The Law and the Lady - Page 302/310

Benjamin produced the Questions and Answers; and read them to me, at my request, in these terms: "Questions suggested by the letter discovered at Gleninch. First Group: Questions relating to the Diary. First Question: obtaining access to Mr. Macallan's private journal, was Miserrimus Dexter guided by any previous knowledge of its contents?

"Answer: It is doubtful if he had any such knowledge. The probabilities are that he noticed how carefully Mr. Macallan secured his Diary from observation; that he inferred therefrom the existence of dangerous domestic secrets in the locked-up pages; and that he speculated on using those secrets for his own purpose when he caused the false keys to be made.

"Second Question: To what motive are we to attribute Miserrimus Dexter's interference with the sheriff's officers, on the day when they seized Mr. Macallan's Diary along with his other papers?

"Answer: In replying to this question, we must first do justice to Dexter himself. Infamously as we now know him to have acted, the man was not a downright fiend. That he secretly hated Mr. Macallan, as his successful rival in the affections of the woman he loved--and that he did all he could to induce the unhappy lady to desert her husband--are, in this case, facts not to be denied. On the other hand, it is fairly to be doubted whether he were additionally capable of permitting the friend who trusted him to be tried for murder, through his fault, without making an effort to save the innocent man. It had naturally never occurred to Mr. Macallan (being guiltless of his wife's death) to destroy his Diary and his letters, in the fear that they might be used against him. Until the prompt and secret action of the Fiscal took him by surprise, the idea of his being charged with the murder of his wife was an idea which we know, from his own statement, had never even entered his mind.
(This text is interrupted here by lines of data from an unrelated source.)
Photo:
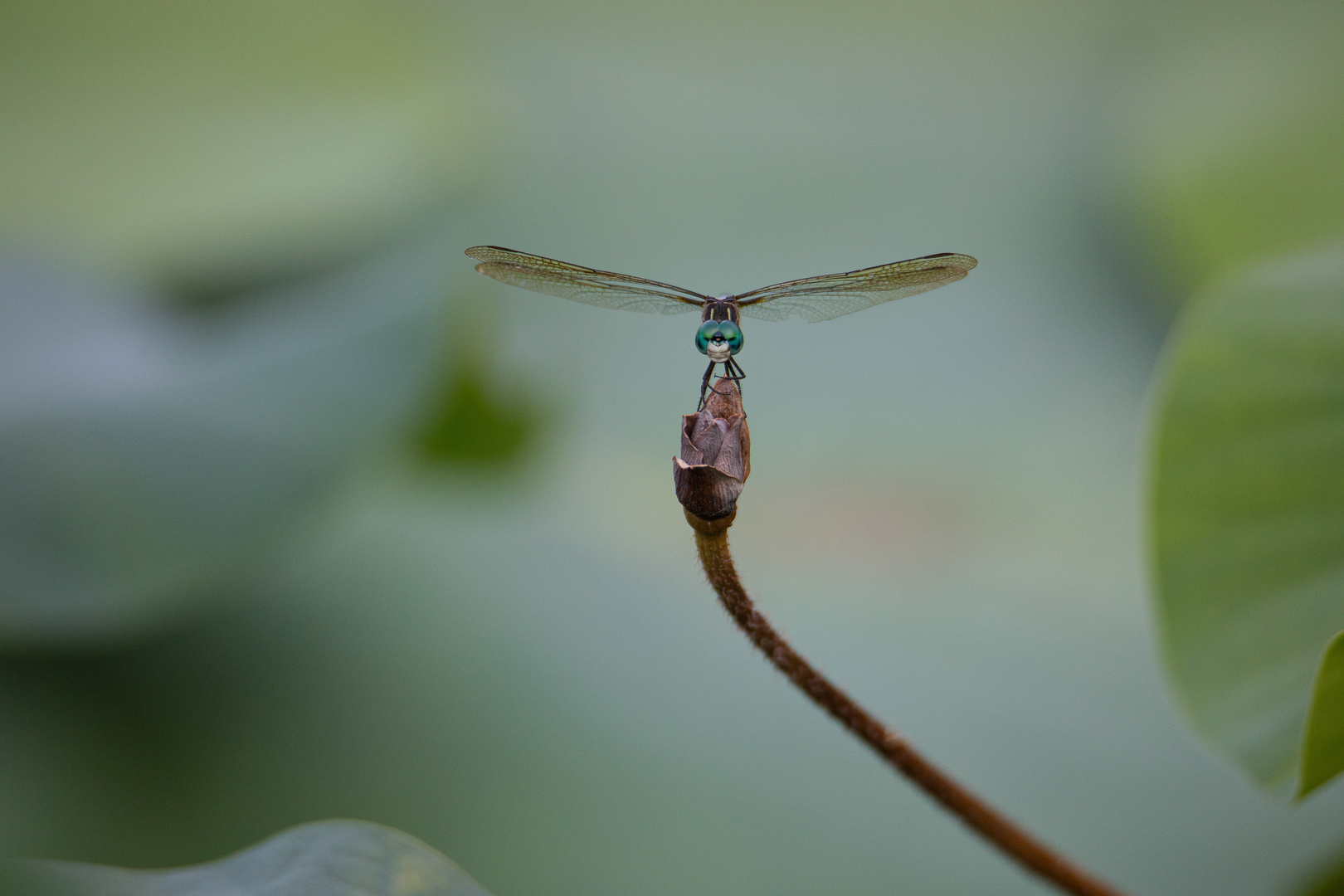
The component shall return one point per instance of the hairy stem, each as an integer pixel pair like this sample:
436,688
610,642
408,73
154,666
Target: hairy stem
711,540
But Dexter must have looked at the matter from another point of view. In his last wandering words (spoken when his mind broke down) he refers to the Diary in these terms, 'The Diary will hang him; I won't have him hanged.' If he could have found his opportunity of getting at it in time--or if the sheriff's officers had not been too quick for him--there can be no reasonable doubt that Dexter would have himself destroyed the Diary, foreseeing the consequences of its production in court. So strongly does he appear to have felt these considerations, that he even resisted the officers in the execution of their duty. His agitation when he sent for Mr. Playmore to interfere was witnessed by that gentleman, and (it may not be amiss to add) was genuine agitation beyond dispute.